Once a month it seemed, with the coming of the full moon, contractors armed with the detailed plans of the base electrical plans would dig into the ground at LSA Anaconda, Iraq, on yet another project, and cut the power lines. The very men that we were paying to improve our base kept separating us from electricity derived from something besides the myriad generators we relied upon. In spite of our best planning, and their best intentions, this scenario repeated itself too many times to be funny. I think that public schools have this same recurring experience.
Where does the power come from for our public schools? In “Is There a Public for Public Schools”, David Mathews conveys that it used to be the public, and should be the public, but that we as an educator collective in America have excluded the public from public education. He argues that it has not been by design, but rather in response to many cultural forces over time. As the organisms of public schools have become increasingly detached from the public, they have become at the same time increasingly more bureaucratic. This further tears down the bridge between schools and the public, as any bureaucracy’s first mission is its continued survival and maintenance of its status quo. Mathews also contends that as the public has resigned itself to role of funder (and not much else) that it is easy for special interest groups to attempt to push their agendas on school boards and administrators, as there are few if any members of the public at large to counter them. This too has led to school administrators becoming more insular and protective of their domains, which further exacerbates the problem.
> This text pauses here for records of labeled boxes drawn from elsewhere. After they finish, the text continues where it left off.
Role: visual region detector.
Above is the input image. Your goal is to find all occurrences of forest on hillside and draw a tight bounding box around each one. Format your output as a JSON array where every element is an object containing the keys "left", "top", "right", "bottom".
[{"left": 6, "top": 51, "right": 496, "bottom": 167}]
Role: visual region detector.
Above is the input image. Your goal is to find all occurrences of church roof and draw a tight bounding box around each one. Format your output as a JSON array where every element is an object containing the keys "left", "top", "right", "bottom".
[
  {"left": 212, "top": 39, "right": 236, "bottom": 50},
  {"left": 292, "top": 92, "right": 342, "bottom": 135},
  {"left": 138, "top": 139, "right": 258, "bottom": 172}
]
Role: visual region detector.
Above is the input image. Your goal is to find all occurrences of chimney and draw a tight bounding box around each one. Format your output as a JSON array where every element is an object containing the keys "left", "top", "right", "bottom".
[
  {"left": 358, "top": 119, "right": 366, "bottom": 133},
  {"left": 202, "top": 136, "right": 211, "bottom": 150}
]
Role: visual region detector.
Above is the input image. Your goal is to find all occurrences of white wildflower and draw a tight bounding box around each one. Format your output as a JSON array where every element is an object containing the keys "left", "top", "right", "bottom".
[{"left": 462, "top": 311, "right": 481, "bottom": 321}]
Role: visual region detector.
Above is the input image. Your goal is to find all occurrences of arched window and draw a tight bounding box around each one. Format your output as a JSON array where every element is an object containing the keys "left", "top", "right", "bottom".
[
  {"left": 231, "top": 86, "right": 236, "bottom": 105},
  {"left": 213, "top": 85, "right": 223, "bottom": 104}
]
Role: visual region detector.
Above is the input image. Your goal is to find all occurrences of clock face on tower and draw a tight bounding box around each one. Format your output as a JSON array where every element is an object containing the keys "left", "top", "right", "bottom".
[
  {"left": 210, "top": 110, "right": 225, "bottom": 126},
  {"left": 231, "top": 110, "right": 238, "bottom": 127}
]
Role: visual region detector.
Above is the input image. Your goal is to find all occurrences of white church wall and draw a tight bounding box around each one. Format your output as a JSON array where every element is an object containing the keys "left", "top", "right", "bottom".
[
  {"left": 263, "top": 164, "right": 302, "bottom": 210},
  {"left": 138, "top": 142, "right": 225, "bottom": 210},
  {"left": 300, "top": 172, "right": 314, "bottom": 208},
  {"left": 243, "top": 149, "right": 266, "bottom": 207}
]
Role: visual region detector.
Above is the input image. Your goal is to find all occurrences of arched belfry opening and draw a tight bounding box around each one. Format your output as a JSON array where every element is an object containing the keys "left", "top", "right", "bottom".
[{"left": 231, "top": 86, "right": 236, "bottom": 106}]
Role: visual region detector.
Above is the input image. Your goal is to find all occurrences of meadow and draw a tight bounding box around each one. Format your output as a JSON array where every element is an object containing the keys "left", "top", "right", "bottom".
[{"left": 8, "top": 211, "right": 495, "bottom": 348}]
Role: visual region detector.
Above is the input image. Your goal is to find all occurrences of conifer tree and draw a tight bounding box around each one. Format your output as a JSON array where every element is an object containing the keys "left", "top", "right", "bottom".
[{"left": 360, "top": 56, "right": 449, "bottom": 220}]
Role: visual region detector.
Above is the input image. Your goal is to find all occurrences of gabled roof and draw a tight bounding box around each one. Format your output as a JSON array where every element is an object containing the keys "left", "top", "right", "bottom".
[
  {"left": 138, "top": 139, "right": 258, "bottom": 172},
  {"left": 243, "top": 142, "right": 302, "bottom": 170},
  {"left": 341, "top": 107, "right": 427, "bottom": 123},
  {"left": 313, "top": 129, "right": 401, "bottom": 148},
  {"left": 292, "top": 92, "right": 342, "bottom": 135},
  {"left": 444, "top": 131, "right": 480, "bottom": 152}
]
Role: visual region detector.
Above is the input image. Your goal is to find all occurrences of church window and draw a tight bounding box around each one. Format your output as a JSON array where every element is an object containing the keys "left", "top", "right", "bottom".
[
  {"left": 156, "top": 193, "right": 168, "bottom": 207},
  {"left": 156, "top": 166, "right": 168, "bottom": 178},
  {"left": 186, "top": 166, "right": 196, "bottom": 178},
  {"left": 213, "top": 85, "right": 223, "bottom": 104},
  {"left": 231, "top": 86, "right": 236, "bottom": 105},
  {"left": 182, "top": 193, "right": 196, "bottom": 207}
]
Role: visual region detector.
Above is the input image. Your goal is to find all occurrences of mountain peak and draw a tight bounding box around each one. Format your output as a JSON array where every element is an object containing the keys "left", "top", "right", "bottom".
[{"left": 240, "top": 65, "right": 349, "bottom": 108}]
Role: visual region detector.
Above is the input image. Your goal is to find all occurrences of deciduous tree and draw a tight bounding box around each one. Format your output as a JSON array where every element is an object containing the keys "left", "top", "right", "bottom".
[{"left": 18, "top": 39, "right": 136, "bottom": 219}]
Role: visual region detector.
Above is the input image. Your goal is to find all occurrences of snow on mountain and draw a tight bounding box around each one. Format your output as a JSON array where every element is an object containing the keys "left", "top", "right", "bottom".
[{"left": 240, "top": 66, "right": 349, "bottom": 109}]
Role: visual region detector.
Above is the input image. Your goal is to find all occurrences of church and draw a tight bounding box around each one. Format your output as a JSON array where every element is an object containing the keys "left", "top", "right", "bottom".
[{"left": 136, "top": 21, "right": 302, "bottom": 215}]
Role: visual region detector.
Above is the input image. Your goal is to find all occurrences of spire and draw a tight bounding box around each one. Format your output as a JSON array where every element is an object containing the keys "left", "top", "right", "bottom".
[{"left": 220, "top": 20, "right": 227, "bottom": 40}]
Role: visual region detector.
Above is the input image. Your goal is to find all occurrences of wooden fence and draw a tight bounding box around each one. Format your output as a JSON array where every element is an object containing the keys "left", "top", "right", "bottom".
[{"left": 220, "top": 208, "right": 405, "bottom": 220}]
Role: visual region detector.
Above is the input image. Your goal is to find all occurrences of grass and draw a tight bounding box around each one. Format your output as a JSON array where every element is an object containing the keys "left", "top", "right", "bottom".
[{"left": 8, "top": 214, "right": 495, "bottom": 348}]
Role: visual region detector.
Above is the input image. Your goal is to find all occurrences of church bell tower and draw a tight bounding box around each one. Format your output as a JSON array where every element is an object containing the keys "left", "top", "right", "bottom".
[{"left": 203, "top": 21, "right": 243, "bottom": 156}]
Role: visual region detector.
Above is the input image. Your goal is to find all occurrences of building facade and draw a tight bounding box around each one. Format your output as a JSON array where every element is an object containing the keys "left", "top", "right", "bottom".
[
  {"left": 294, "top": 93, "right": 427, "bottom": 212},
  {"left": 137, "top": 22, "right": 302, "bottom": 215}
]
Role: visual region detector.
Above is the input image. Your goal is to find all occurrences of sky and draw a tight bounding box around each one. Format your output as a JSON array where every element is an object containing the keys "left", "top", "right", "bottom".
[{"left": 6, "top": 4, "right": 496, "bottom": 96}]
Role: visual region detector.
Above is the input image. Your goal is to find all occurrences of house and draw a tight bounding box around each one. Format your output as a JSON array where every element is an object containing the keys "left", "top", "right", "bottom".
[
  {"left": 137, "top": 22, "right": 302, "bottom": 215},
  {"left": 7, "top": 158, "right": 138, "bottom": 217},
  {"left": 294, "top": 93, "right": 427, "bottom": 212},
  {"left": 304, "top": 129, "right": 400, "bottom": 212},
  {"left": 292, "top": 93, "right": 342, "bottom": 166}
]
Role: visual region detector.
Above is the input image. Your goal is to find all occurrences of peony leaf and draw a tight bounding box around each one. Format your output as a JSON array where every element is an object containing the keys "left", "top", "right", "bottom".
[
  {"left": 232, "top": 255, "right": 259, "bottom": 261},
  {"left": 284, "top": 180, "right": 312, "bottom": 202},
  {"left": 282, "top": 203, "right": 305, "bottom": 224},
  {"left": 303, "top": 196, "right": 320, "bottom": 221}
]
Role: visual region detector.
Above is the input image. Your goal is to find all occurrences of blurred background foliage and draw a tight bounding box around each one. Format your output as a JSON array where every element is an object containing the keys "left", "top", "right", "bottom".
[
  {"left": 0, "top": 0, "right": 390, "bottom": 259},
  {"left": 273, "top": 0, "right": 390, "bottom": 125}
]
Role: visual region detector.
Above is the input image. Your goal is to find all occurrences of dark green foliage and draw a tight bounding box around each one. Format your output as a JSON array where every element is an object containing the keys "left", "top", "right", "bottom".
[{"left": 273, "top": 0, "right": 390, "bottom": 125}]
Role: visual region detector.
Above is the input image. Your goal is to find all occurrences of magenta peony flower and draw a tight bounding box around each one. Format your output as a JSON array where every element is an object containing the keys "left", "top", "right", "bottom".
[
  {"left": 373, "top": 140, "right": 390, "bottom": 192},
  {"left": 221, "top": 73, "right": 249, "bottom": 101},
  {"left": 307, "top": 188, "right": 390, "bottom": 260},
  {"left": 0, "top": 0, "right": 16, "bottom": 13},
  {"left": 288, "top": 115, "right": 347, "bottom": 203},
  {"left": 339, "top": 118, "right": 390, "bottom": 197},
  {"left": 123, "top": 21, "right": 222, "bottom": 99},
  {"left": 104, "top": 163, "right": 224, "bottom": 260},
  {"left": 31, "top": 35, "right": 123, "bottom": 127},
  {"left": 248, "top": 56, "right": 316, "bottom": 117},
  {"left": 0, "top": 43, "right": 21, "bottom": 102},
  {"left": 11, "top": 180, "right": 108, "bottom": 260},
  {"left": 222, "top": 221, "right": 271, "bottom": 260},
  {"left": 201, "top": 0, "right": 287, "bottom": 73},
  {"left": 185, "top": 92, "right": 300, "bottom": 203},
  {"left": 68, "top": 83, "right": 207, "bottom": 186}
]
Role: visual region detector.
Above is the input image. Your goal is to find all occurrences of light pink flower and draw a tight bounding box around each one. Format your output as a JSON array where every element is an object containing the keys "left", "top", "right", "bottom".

So how do we get the power back on?
As educators that run government (taxpayer) funded schools, I believe that we have an obligation to make them once again public. The work will be very hard, as much of state sponsored schools’ interaction with the public has been with our hand out, or in asking for token involvement to satisfy federal mandates. Much of the public is convinced that we are too complex and too far gone to be saved, and that we are too protectionist for them to truly engage with. Like I told the graduating class of Pilot Rock in 1998, you have to put yourself in good dirt (meaning healthy and nurturing surroundings) if you are a plant. Our digging needs to go deeper than the conversation of what needs fixing with schools. Mathews would say we need to engage our public in a conversation of why we have public schools, and what do we want for them to be.